朝食を終え、私たちは北の砂漠を目指した。
私達は、2時間ほどでその場所に着いた。
ボスは方位磁石を持って辺りを見渡す。目印になるような物は何もない、砂一面の景色である。
「少し離れていろ」
私と、ビビ王女たちに言った。
数歩さがって止まると。
「もっとだ! 怪我してぇのか!」
手には、小さい砂嵐が出来上がっていて、ビリビリとした殺気を感じた。
「は、はいっ!」
ダッシュで300mほどボスから離れた。
!!!!!
「“砂漠の宝刀(デザート・スパーダ)”」
超巨大な砂の刃が、砂漠を切り裂いた。真っ二つに割れた砂漠から、石造りの、地下に続く通路の入り口のような物が見えた。
え!?
遺跡?
駆け寄ろうとした私たちに…。
「まだだ! そこにいろ!」
ボスは、遺跡の入り口を塞ぐ砂を、サーブルスで吹き飛ばしながら中へ入って行った。砂が入り口から大量に外に吐きだされ、入り口の前に。大きな砂丘が出来上がった。
「来い!」
半分砂になったボスが私たちを呼んだ。
中に入る。
壁一面、色鮮やかな壁画で覆われた遺跡の内部はひんやりとしていた。ボスが颯爽と遺跡の中を歩く。ランプをもったコーザさんがボスのすぐ後を歩いた。
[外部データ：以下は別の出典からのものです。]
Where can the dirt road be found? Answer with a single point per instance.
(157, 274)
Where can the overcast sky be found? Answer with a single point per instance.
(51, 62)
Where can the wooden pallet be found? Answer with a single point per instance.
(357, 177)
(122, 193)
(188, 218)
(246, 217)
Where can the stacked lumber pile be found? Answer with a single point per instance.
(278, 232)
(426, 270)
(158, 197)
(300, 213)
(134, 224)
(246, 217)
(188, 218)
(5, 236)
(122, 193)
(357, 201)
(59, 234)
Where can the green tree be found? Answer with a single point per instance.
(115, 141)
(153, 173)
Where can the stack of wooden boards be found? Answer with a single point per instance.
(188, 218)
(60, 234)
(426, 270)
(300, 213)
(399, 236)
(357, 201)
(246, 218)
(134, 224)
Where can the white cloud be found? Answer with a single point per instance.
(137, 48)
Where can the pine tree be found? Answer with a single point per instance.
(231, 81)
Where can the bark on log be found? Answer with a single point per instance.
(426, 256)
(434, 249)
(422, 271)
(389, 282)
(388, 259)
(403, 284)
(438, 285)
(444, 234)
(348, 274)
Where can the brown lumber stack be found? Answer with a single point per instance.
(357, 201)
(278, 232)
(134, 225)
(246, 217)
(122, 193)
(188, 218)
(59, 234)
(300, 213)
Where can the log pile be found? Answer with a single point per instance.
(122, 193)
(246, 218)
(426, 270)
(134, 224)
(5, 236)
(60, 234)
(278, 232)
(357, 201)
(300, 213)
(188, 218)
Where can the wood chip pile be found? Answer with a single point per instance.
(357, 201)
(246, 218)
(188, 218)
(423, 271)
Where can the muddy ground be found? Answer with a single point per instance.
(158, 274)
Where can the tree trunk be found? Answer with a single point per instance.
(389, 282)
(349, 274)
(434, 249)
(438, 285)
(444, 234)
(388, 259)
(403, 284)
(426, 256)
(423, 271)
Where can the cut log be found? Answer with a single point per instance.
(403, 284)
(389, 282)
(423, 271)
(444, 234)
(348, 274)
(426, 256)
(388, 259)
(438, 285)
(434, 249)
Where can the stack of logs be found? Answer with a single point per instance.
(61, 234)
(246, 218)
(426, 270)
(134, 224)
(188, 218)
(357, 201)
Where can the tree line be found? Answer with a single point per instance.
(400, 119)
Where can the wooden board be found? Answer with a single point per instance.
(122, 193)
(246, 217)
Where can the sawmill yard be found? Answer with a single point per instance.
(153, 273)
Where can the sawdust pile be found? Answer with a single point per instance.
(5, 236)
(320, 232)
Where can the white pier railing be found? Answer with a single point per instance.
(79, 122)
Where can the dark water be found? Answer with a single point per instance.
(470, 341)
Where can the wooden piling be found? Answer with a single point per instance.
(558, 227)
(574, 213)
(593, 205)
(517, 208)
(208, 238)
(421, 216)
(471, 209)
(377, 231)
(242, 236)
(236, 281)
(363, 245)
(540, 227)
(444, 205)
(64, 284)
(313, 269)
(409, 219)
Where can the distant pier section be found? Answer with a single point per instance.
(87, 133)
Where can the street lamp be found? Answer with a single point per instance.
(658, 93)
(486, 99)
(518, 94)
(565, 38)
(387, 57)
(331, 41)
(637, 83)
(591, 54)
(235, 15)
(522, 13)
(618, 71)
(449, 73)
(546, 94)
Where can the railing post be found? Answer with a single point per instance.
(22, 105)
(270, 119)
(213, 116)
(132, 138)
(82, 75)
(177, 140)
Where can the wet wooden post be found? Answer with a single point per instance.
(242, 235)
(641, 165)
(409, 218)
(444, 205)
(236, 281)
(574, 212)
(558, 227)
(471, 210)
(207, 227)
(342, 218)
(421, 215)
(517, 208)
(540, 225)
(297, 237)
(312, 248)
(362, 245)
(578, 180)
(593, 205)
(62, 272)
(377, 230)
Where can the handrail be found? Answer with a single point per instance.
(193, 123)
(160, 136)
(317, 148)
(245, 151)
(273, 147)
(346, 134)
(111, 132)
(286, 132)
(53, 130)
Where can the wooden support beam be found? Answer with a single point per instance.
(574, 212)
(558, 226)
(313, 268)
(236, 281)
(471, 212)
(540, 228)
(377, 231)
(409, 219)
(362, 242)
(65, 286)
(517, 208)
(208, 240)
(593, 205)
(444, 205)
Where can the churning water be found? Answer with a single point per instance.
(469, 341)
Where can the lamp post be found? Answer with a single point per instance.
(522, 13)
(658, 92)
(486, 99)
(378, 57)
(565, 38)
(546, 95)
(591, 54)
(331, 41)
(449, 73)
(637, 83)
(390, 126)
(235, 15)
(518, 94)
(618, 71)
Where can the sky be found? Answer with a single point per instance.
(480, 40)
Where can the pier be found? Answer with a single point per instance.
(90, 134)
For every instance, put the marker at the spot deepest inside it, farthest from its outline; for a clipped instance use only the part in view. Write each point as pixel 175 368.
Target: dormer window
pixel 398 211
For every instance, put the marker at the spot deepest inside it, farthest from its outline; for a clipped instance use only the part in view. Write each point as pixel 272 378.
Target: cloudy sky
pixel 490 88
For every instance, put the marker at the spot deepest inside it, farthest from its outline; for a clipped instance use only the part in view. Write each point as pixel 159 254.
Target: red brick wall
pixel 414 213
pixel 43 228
私と、ビビ王女とチャカさんは後方から、驚きながら着いて行った。
少し広い部屋に着いた。
そこには黄金の棺が置かれ、その周りには、財宝がびっしり積み重なるように置かれていた。その正面の壁をボスは、慎重に調べていて、中央の石を一つ、能力で砂に変えた。
サラっ……
「やはりな」
その先には、左右天井が鮮やかな壁画で覆われた、長い通路が続いていた。